Cette déclaration rationalise l’abnégation du soldat russe en affirmant qu’elle sert un devoir transcendantal – un sacrifice semblable à celui du Christ – qui, en fin de compte, l’absoudra de tout péché. Les commentaires du patriarche témoignent d’une tradition historique particulière de masochisme religieux – la pratique de traumatismes physiques auto-induits – en Russie, qui remonte aux « premiers jours de la Russie chrétienne ».

Martyre militaire

Pour que l’Occident puisse comprendre la guerre en Ukraine, il est impératif de décrypter cette logique interne qui régit la manière dont de nombreux Russes gèrent la perte d’un être cher.
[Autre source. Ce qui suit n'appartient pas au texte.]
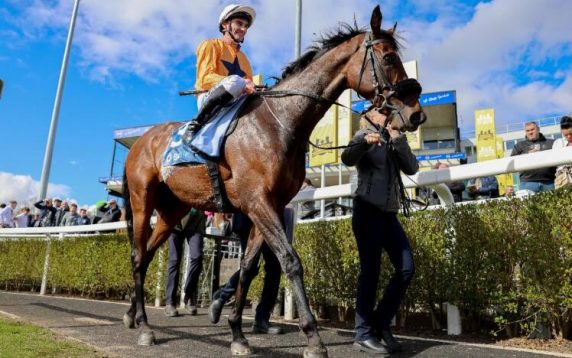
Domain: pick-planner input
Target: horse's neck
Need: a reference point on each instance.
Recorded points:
(324, 78)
Poutine s’appuie sur un langage du sacrifice qui trouve ses racines culturelles et historiques dans la pensée orthodoxe russe et la mythologie soviétique.

Ce langage révèle un aspect important de la psychologie russe lorsqu’il s’agit de faire face à la nouvelle de pertes massives sur le champ de bataille. Le corps d’un soldat est un mélange puissant de politique et de spiritualité dans la psyché russe.

La mort de ce corps est pour la Russie une étape vers la réalisation du fantasme du prestige national. Pour certains Russes (mais pas pour tous), le traumatisme de la perte d’un soldat ne signifie pas qu’ils doivent cesser de se battre en Ukraine. Au contraire, il peut représenter une voie vers le martyre.